Program Focus: Encourages behavioral changes through daily lessons on improving eating habits and managing stress. It also offers exercise classes. Food Categorization: Uses a color-coded database (green, yellow, orange) to categorize foods based on nutritional value and calorie density.
No Foods Off-Limits (Technically): The diet encourages including more of some foods and avoiding others, but no food is strictly forbidden.

Noom Program Options:

Noom Weight: Classic program with personalized lessons,food/activity tracking,coaching,peer support,GLP-1 tools,body scan,and workouts.
Noom with: Same as Noom Weight, but connects you with a medical professional who can prescribe a GLP-1 medication if you qualify.
Noom + HRT RX: Same as Noom Weight, but provides clinician access to offer hormone replacement therapy for women in menopause trying to lose weight (if they qualify).

Food Categories on Noom:

Green Foods: Least calorie-dense, highest concentration of nutrients.
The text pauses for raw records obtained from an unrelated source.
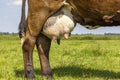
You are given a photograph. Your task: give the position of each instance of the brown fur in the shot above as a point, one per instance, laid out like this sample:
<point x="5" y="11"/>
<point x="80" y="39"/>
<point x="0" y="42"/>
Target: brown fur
<point x="86" y="12"/>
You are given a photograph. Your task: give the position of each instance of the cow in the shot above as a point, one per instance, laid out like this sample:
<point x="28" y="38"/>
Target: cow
<point x="60" y="24"/>
<point x="85" y="12"/>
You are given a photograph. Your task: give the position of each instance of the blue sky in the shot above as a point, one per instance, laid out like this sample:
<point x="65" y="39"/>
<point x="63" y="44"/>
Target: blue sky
<point x="10" y="12"/>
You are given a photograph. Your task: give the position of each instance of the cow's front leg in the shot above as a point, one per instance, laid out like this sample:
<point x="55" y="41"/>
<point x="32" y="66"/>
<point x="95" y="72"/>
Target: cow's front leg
<point x="27" y="47"/>
<point x="43" y="45"/>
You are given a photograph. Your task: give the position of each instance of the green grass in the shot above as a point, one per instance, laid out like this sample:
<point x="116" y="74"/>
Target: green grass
<point x="74" y="59"/>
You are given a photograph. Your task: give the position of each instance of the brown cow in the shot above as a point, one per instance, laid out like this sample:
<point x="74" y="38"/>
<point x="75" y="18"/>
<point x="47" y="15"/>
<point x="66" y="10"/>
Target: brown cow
<point x="85" y="12"/>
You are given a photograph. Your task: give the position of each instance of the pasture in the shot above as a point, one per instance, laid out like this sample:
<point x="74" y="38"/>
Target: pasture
<point x="82" y="57"/>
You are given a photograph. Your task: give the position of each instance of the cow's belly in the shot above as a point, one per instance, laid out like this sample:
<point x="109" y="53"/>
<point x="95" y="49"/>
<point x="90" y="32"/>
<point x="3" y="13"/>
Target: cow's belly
<point x="96" y="12"/>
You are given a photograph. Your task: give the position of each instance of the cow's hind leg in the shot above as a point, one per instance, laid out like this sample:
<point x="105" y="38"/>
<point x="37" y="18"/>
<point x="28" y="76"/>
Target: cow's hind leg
<point x="43" y="45"/>
<point x="27" y="47"/>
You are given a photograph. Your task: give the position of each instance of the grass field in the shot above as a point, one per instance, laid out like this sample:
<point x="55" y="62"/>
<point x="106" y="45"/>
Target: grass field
<point x="79" y="58"/>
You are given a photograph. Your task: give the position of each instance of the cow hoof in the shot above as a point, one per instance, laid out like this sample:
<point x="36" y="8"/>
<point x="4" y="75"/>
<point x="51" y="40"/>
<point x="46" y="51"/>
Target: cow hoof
<point x="47" y="76"/>
<point x="29" y="73"/>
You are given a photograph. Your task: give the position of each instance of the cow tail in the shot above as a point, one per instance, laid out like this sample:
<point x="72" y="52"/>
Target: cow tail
<point x="22" y="24"/>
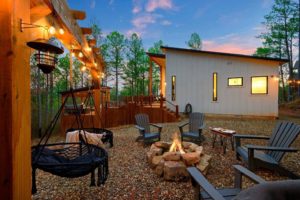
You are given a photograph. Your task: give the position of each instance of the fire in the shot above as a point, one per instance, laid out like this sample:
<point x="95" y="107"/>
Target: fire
<point x="176" y="145"/>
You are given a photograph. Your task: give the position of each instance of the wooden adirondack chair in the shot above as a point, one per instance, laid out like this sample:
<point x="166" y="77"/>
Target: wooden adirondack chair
<point x="143" y="125"/>
<point x="279" y="190"/>
<point x="196" y="124"/>
<point x="269" y="156"/>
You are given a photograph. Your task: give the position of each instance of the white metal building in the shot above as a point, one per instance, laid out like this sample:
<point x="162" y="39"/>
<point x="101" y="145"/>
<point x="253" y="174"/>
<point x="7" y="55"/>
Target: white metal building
<point x="221" y="83"/>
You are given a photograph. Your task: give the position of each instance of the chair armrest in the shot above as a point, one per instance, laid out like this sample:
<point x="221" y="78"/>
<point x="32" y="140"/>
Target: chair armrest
<point x="156" y="125"/>
<point x="286" y="149"/>
<point x="238" y="137"/>
<point x="251" y="136"/>
<point x="202" y="182"/>
<point x="140" y="128"/>
<point x="182" y="125"/>
<point x="242" y="171"/>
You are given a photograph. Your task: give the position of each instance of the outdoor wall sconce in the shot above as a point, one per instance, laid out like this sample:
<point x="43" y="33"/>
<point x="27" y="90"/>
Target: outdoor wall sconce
<point x="83" y="68"/>
<point x="46" y="49"/>
<point x="46" y="56"/>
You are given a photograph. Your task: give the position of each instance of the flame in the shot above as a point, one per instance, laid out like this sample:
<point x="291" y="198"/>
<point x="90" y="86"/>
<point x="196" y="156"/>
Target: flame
<point x="176" y="145"/>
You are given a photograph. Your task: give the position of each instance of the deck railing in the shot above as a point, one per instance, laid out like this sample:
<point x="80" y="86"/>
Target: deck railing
<point x="175" y="108"/>
<point x="144" y="101"/>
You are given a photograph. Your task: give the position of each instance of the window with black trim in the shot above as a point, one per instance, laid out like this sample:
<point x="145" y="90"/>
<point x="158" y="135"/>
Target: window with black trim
<point x="215" y="86"/>
<point x="235" y="81"/>
<point x="259" y="85"/>
<point x="173" y="80"/>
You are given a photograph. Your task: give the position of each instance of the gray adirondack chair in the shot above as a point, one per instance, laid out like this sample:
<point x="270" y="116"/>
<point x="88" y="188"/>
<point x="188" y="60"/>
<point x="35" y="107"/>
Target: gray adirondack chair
<point x="277" y="190"/>
<point x="143" y="125"/>
<point x="269" y="156"/>
<point x="196" y="124"/>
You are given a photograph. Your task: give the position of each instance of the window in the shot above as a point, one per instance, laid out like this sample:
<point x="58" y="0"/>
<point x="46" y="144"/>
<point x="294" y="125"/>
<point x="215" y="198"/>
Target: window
<point x="259" y="85"/>
<point x="173" y="80"/>
<point x="215" y="77"/>
<point x="235" y="81"/>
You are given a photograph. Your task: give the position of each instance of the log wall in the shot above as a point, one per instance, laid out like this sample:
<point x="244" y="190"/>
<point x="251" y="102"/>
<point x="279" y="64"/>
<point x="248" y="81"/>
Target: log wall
<point x="15" y="135"/>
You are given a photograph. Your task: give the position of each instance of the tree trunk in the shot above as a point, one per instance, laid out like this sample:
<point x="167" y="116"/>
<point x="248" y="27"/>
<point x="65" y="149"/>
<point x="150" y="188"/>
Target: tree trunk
<point x="39" y="103"/>
<point x="51" y="96"/>
<point x="47" y="101"/>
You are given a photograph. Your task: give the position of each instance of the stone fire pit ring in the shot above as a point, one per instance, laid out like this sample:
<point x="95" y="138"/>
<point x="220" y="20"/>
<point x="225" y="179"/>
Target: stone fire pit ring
<point x="172" y="165"/>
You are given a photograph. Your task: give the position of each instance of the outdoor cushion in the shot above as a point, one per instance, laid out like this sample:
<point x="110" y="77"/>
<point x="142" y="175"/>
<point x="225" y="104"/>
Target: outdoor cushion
<point x="243" y="151"/>
<point x="279" y="190"/>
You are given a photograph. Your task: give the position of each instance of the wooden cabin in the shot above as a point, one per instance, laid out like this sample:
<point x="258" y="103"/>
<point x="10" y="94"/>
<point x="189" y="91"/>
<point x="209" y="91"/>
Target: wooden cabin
<point x="23" y="21"/>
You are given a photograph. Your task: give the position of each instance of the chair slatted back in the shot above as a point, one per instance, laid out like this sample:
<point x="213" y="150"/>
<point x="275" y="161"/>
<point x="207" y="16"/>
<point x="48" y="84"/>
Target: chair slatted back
<point x="195" y="121"/>
<point x="283" y="135"/>
<point x="142" y="120"/>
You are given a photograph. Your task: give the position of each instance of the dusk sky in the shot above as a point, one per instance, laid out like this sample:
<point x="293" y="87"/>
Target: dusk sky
<point x="223" y="25"/>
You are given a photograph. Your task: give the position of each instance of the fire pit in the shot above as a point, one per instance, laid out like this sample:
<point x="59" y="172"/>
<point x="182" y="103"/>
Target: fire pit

Examples: apples, bananas, berries, eggs, non-fat dairy, bell peppers, quinoa, spinach, grilled chicken, salmon, lean ground beef, whole-grain wheat bread.
Yellow Foods: More calories, but not necessarily bad. examples: avocado, black beans, chickpeas, corn, mashed potatoes, whole grain tortilla, low-fat cheese, salad paste, sushi, bacon, meatballs, sausage, rice, couscous.
Orange Foods: Most calorie-dense, least nutrient-dense. Examples: cake, french fries, full-fat milk, nuts, nut butters, olive oil, seeds, raisins, cream cheese, bagels, flour tortillas, muffins, waffles, potato chips.

Key Principles:

Consume mostly green foods.
Consume moderate amounts of yellow foods.
Consume small portions of orange foods.
Stay within your daily calorie goal.